For now, the technical details of how the generator is divided remain a trade secret. To illustrate the division concept, the engineers will only describe the steps in general terms: the new generator is fully assembled (stator and rotor) at the factory and is then adjusted, tested and locked. Then, the component is divided into two halves that are transported to the construction site. Each half includes the already assembled stator and rotor. After the installation of the machine house at the construction site, the bottom part of the generator is installed first, followed by the top part. The bearing and the hub are installed in a third step.

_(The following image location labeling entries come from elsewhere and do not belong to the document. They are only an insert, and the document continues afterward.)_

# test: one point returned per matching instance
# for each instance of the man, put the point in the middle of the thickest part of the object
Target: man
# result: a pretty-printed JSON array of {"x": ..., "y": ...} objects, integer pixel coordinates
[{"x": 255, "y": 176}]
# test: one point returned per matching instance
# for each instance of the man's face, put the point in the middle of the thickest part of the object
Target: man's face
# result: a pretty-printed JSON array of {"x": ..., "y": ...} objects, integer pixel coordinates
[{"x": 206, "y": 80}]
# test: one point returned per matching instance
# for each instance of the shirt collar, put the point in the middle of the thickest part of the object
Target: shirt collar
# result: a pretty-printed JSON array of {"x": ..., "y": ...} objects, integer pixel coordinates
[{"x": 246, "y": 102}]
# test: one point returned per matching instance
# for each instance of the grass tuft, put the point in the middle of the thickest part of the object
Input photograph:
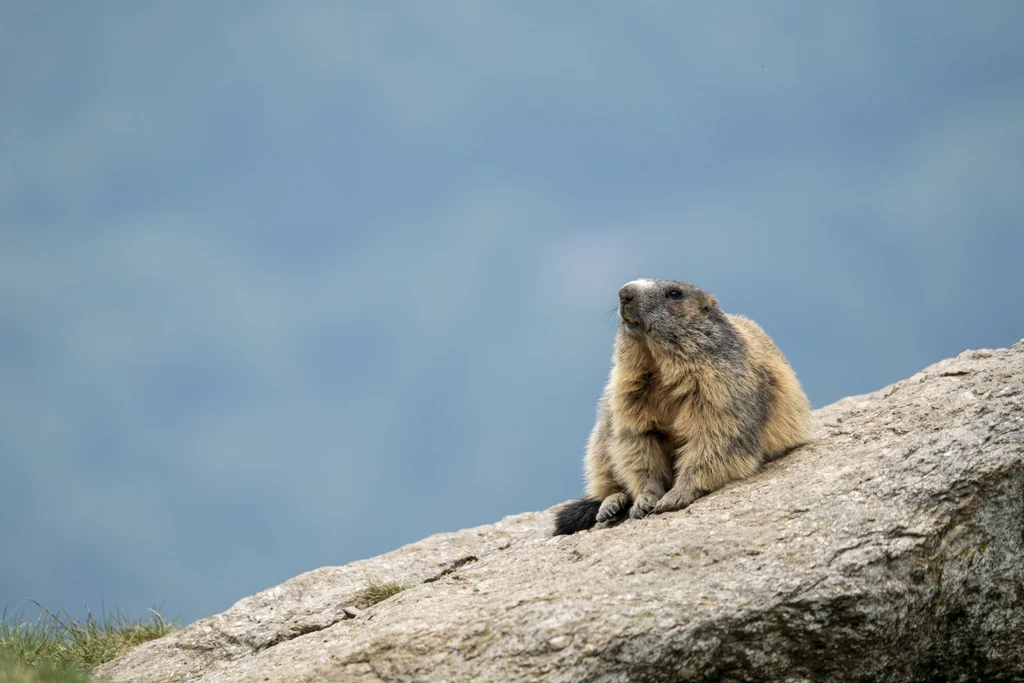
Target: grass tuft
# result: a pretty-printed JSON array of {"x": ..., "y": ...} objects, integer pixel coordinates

Finally, the locking device is removed from the rotor and stator.

‘Another benefit of this concept is that at the construction site, the partial components only require minimal bolt connections to secure them, which reduces the length of time the crane is needed’, explains Matthias Bartsch.  ‘The installation team performs the final installation and tightening of the bolt connections from inside the wind energy converter, and they don’t need the installation crane for that.’

Last but not least, the new concept simplifies service and maintenance during the operating stage. ‘Maintenance becomes easier’, says Mr Bartsch. ‘When maintenance is due, service technicians cross through the stationary part into the front of the turbine and can walk through the main carrier and the generator all the way into the hub. Inside the component, too, there is more room for service operations, and sub-components such as fans are easier to access. This is a boon for occupational health and safety.’

Successful proof of concept

While the series version of the new generator is currently in the advanced stage of development, the development team is already performing extensive testing on a technology prototype. This generator has already successfully passed proof-of-concept testing with numerous test sequences at ENERCON’s major component test station in Aurich as well as at the test station of the Fraunhofer IWES in Bremerhaven. These tests have taken the generator performance to its thermal limits, tried out various power curves in operation, and validated the overall generator behaviour. On top of that, testing covered the optimisation of the grid performance and of the grid-friendly characteristics of the generator-converter combination.

‘This extensive testing and validation programme, which we will soon continue with our close-to-production generator prototype of the next evolutionary stage, is part of our portfolio of measures that ensure the ENERCON Quality of our series products for our customers’, says ENERCON CTO Jörg Scholle.  

Sustainability in mind

Because ENERCON is already considering sustainability even during the development process, the technology prototype was also used to test end-of-life processes. The rare-earth elements from which the magnets are made represent valuable raw materials that should be returned to the relevant recycling streams when wind turbines are dismantled. For this reason, the development team used the technology prototype to investigate a method for separating the magnets built into the rotor of the PM generator. ENERCON is taking steps towards making the discovered processes more concrete in cooperation with industry partners.

Future-oriented concept

The development team is proud of its new generator that has raised the performance of ENERCON’s top model E-175 EP5 to another level, but they have still bigger plans, says ENERCON CTO Jörg Scholle: ‘With our external rotor generator, we are pursuing a future-oriented design. This new generator concept makes the E-175 EP5 extremely attractive for our customers in highly competitive markets – even more so in combination with our newly available hub height of 175 metres. Market analyses have shown that these features also enhance customers’ advantages in terms of direct marketing, for which our E-175 EP5 is already an excellent fit. Apart from the E-175 EP5, this generator concept holds a great deal of potential for future turbine generations and more demanding customer requirements.’